[![Open In Colab](https://colab.research.google.com/assets/colab-badge.svg)](https://colab.research.google.com/drive/1yhCfYC9Fxisoq_wXusada5Jz7zTkuLm5)

# Notebook #2: machine translation

## Description:

In this notebook, we will show you how to translate text from one language to another in a few lines of code. We will use the `transformers` package from [Hugging Face](https://huggingface.co/) and load translation models trained by the [Language Technology Research Group at the University of Helsinki (Helsinki-NLP)](https://blogs.helsinki.fi/language-technology/).

### Import modules

In [5]:
import transformers
from transformers import MarianMTModel, MarianTokenizer
from transformers.hf_api import HfApi

In [6]:
transformers.__version__

'4.1.1'

For this notebook, we are using the `3.4.0` version of the `transformers` package.

### Translation

The code below allows you to make use of the 1008 machine translation models covering 140 languages that Helsinki-NLP contributed to the Hugging Face model hub.

The `Translator` class takes two languages as input: the source language `src_language` which is the language of the source input and the target language `tgt_language`. 

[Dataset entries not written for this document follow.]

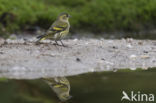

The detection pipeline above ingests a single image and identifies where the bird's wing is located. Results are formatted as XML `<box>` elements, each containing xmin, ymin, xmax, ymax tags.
<box><xmin>48</xmin><ymin>21</ymin><xmax>68</xmax><ymax>33</ymax></box>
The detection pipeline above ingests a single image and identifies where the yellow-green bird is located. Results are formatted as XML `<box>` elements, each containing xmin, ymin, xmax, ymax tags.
<box><xmin>42</xmin><ymin>77</ymin><xmax>72</xmax><ymax>102</ymax></box>
<box><xmin>37</xmin><ymin>13</ymin><xmax>70</xmax><ymax>46</ymax></box>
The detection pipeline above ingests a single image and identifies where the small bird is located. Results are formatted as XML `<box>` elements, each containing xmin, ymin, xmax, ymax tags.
<box><xmin>37</xmin><ymin>13</ymin><xmax>71</xmax><ymax>46</ymax></box>
<box><xmin>42</xmin><ymin>77</ymin><xmax>72</xmax><ymax>102</ymax></box>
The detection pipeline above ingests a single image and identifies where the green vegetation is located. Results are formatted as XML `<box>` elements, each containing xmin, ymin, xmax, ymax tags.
<box><xmin>0</xmin><ymin>0</ymin><xmax>156</xmax><ymax>35</ymax></box>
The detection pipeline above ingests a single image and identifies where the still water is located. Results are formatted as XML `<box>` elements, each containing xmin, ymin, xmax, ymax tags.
<box><xmin>0</xmin><ymin>68</ymin><xmax>156</xmax><ymax>103</ymax></box>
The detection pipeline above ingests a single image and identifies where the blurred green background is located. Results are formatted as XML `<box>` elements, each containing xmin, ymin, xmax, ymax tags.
<box><xmin>0</xmin><ymin>68</ymin><xmax>156</xmax><ymax>103</ymax></box>
<box><xmin>0</xmin><ymin>0</ymin><xmax>156</xmax><ymax>39</ymax></box>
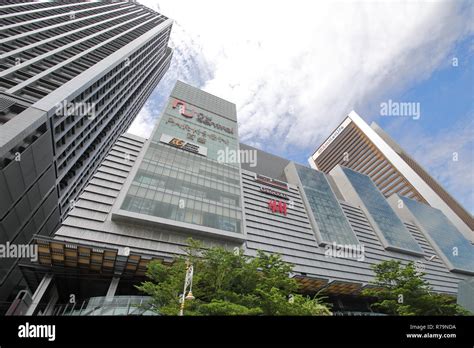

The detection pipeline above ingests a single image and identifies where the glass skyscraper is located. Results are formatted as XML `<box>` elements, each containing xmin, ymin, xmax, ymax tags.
<box><xmin>308</xmin><ymin>111</ymin><xmax>474</xmax><ymax>242</ymax></box>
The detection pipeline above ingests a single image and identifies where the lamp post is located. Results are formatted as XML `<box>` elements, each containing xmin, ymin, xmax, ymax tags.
<box><xmin>179</xmin><ymin>262</ymin><xmax>194</xmax><ymax>316</ymax></box>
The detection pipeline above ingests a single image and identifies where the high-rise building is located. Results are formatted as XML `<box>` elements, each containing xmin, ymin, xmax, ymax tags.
<box><xmin>308</xmin><ymin>111</ymin><xmax>474</xmax><ymax>242</ymax></box>
<box><xmin>9</xmin><ymin>82</ymin><xmax>474</xmax><ymax>315</ymax></box>
<box><xmin>0</xmin><ymin>1</ymin><xmax>172</xmax><ymax>312</ymax></box>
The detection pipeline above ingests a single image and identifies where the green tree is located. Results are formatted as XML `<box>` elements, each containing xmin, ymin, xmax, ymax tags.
<box><xmin>137</xmin><ymin>239</ymin><xmax>331</xmax><ymax>315</ymax></box>
<box><xmin>362</xmin><ymin>260</ymin><xmax>468</xmax><ymax>315</ymax></box>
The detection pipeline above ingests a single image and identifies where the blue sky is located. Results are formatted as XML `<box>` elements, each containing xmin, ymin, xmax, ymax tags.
<box><xmin>130</xmin><ymin>0</ymin><xmax>474</xmax><ymax>213</ymax></box>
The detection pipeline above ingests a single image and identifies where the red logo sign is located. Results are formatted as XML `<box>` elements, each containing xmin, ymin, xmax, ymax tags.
<box><xmin>171</xmin><ymin>99</ymin><xmax>234</xmax><ymax>134</ymax></box>
<box><xmin>172</xmin><ymin>99</ymin><xmax>193</xmax><ymax>118</ymax></box>
<box><xmin>268</xmin><ymin>199</ymin><xmax>286</xmax><ymax>215</ymax></box>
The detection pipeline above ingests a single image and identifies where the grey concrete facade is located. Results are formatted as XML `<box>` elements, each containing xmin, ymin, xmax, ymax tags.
<box><xmin>0</xmin><ymin>1</ymin><xmax>172</xmax><ymax>312</ymax></box>
<box><xmin>16</xmin><ymin>82</ymin><xmax>472</xmax><ymax>316</ymax></box>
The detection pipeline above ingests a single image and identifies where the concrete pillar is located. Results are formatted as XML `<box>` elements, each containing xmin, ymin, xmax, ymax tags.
<box><xmin>105</xmin><ymin>277</ymin><xmax>120</xmax><ymax>301</ymax></box>
<box><xmin>25</xmin><ymin>273</ymin><xmax>54</xmax><ymax>315</ymax></box>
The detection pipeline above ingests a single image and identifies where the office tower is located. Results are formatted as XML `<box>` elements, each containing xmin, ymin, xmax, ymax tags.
<box><xmin>308</xmin><ymin>111</ymin><xmax>474</xmax><ymax>242</ymax></box>
<box><xmin>0</xmin><ymin>1</ymin><xmax>172</xmax><ymax>312</ymax></box>
<box><xmin>9</xmin><ymin>82</ymin><xmax>474</xmax><ymax>315</ymax></box>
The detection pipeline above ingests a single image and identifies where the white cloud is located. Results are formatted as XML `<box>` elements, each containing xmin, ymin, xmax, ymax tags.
<box><xmin>392</xmin><ymin>115</ymin><xmax>474</xmax><ymax>214</ymax></box>
<box><xmin>135</xmin><ymin>0</ymin><xmax>473</xmax><ymax>153</ymax></box>
<box><xmin>129</xmin><ymin>0</ymin><xmax>474</xmax><ymax>209</ymax></box>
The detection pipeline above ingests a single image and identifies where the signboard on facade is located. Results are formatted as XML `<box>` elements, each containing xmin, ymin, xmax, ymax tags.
<box><xmin>160</xmin><ymin>134</ymin><xmax>207</xmax><ymax>157</ymax></box>
<box><xmin>171</xmin><ymin>99</ymin><xmax>234</xmax><ymax>134</ymax></box>
<box><xmin>255</xmin><ymin>174</ymin><xmax>288</xmax><ymax>191</ymax></box>
<box><xmin>260</xmin><ymin>186</ymin><xmax>289</xmax><ymax>199</ymax></box>
<box><xmin>268</xmin><ymin>199</ymin><xmax>287</xmax><ymax>215</ymax></box>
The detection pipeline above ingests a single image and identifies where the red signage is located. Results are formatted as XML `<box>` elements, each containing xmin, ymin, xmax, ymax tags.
<box><xmin>172</xmin><ymin>99</ymin><xmax>193</xmax><ymax>118</ymax></box>
<box><xmin>255</xmin><ymin>174</ymin><xmax>288</xmax><ymax>191</ymax></box>
<box><xmin>260</xmin><ymin>186</ymin><xmax>288</xmax><ymax>200</ymax></box>
<box><xmin>268</xmin><ymin>199</ymin><xmax>286</xmax><ymax>215</ymax></box>
<box><xmin>171</xmin><ymin>99</ymin><xmax>234</xmax><ymax>134</ymax></box>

It has two important methods:
- `load_model` this method allows to load the model you want to use
- `translate` this method uses the `loaded_model` to translate the `src_text` you gave as input.

In [7]:
class Translator:
    
    model_list = HfApi().model_list()
    valid_model_names = [x.modelId for x in model_list if x.modelId.startswith("Helsinki-NLP")]
    
    def __init__(self, src_language, tgt_language):
        self.src_language = src_language
        self.tgt_language = tgt_language
        self.model_name = f'Helsinki-NLP/opus-mt-{src_language}-{tgt_language}'
        if self.model_name not in self.valid_model_names:
            raise KeyError(f'{self.model_name} is not a valid model name.')

    def load_model(self):
        """Load translation model and tokenizer."""
        tokenizer = MarianTokenizer.from_pretrained(self.model_name)
        model = MarianMTModel.from_pretrained(self.model_name)
        return tokenizer, model
    
    def translate(self, src_text, loaded_model):
        """Use loaded model and tokenizer to translate the source text."""
        tokenizer, model = loaded_model
        translated = model.generate(**tokenizer.prepare_seq2seq_batch([src_text], return_tensors="pt"))
        return [tokenizer.decode(t, skip_special_tokens=True) for t in translated][0] 
        

We first instantiate the `Translator` class using as example English as the source language and French as the target language. 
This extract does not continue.